Of course everyone has memories of the child prodigy years now, created after the fact thanks to videos on YouTube and recordings on the internet. The child playing a Bindumalini as stark and haunting as the big eyes that remained with him to the end; the prodigy of house concerts, and simple, sweet tracks alike. Yet little things stayed from those early beginnings up until years later. In one recording, I remember, Srinivas is introducing a kriti and concludes with “… the composer is .. Thyagaraja”. An awkward silence, then a hurried correction – “Saint Thyaragaja”. And just like that, with no other fanfare, the music is center-stage.

The Star

Of course, as time went on, the child became a fixture in the world to which he had bought entry for himself and his novel instrument. My earliest — and very likely my very last — memory of Mandolin Srinivas remains (and will remain) two sublime, short tracks recorded in 1992. I was introduced to them much later, but Palukavemi Naa Dheivama and Nenarunchara will retain pride of place in my heart. No single event illustrated the community’s embrace of this greenhorn-turned-giant of the field quite like the annual Thyagaraja Aradhana in Thiruvaiyaru; not a single one would be complete without him. In later years, a sublime Marubalka in Sriranjani.

The Teacher

Yet U Srinivas did not cease his contributions to the world of Carnatic music with just the addition of the mandolin — in front of his name, and to the list of instruments expressive enough for the system. He was a teacher everywhere he went, and a much sought-after one. And just as he picked up the instrument as a child, so he encouraged and inspired other children to do the same.

The Silence

And the silences. Some of my most enduring memories of that mandolin are single notes emanating from it, seemingly outlandish and impossible notes — the ragalapana in Karaharapriya, the unexpected twist at the frenzied climax of a Mahaganapathe; and most of all, the lone, singular note that marked the beginning of Nattai and Mahaganapathim.
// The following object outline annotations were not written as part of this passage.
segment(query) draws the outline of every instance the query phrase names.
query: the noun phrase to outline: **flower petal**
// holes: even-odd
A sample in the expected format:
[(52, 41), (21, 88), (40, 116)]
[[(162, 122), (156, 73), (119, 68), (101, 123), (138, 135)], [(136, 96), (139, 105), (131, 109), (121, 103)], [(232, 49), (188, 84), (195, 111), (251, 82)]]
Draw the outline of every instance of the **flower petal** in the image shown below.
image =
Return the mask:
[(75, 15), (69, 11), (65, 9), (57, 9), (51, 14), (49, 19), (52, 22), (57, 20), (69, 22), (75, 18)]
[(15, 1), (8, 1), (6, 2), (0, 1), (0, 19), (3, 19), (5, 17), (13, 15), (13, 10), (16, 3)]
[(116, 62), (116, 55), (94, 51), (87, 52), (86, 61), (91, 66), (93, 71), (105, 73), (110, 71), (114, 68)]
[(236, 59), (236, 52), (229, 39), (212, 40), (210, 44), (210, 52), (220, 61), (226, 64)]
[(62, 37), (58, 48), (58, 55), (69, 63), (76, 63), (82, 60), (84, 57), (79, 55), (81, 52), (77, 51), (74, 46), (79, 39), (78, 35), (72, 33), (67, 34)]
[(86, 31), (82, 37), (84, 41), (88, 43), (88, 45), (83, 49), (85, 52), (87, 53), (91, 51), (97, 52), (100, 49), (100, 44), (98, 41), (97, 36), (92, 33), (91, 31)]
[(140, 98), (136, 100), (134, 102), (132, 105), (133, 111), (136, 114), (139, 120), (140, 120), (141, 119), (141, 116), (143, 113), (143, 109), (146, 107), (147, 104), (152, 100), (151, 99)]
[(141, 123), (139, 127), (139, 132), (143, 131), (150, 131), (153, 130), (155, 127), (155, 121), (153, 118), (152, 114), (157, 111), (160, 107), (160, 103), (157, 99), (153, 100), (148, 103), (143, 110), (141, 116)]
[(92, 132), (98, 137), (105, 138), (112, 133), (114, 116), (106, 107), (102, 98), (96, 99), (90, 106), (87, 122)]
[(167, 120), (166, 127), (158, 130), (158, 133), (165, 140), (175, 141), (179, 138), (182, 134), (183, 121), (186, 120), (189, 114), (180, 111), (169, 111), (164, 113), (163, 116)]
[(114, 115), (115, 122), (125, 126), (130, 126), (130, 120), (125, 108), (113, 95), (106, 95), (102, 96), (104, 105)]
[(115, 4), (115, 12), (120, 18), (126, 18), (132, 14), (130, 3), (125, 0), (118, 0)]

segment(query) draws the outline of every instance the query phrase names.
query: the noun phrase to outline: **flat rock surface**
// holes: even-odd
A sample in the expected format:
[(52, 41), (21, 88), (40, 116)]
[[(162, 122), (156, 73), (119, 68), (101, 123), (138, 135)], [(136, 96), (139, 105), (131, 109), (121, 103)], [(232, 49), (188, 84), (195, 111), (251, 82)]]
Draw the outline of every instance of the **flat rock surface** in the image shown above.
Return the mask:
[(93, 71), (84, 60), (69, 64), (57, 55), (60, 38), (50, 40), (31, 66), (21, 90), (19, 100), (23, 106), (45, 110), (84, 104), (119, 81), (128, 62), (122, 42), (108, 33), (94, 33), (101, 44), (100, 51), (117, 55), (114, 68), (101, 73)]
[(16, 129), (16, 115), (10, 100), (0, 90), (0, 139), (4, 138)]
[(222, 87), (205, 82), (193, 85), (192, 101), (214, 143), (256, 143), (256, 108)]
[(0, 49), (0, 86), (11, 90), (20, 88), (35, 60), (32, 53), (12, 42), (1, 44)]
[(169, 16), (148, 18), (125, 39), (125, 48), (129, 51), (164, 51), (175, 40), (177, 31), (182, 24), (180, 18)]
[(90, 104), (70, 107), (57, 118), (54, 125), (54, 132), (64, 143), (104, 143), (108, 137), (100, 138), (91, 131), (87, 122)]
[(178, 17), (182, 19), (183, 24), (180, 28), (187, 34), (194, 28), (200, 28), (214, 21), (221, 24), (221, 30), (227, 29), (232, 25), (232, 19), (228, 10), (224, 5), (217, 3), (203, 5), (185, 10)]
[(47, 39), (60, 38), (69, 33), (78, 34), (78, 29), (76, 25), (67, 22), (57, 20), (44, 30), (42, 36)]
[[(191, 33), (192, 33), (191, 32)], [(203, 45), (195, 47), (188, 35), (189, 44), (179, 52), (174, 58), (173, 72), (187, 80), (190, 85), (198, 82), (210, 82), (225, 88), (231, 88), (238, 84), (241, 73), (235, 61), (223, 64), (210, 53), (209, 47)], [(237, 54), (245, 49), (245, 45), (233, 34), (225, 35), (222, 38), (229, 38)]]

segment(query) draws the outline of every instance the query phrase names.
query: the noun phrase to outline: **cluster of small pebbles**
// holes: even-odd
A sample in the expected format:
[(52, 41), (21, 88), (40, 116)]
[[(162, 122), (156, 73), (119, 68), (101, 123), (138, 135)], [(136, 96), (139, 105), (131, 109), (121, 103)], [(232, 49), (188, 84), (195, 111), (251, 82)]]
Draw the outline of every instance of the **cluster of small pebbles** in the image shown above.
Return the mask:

I could spend an entire lifetime wondering about that Nattai, how the most staid of notes can trigger the senses even after a thousand times. And I did. I spent what seemed like a happy, blessed eternity sitting in the very back of an empty auditorium once, as U Srinivas tuned his way through a routine soundcheck before yet another concert. Of course no one else can attest to this; of course there is no recording. And of course it was just a soundcheck. And of course the genius on stage had absolutely no knowledge of my presence. These are all incongruities, just as today I turn this heartfelt tribute into a less palatable personal recollection.

But it doesn’t matter.

In that moment, it had all been worth it. The cocoon of music, the hours of obsession, the endless wonder at the depths of the genius; they all came together to mold the perfect memory.

****

Today, we are without those notes and the music. Only the silence remains, and the magician who could disperse a single note to turn it into bliss is gone forever. We have lost an upstart, a prodigy, a star, a teacher. A man with a genius that was enigmatic when you first glimpsed it, fleeting when you began to understand it — a genius that was cruel in the promises and desires that it left us with. U Srinivas didn’t merely play an instrument. He left us all wondering how.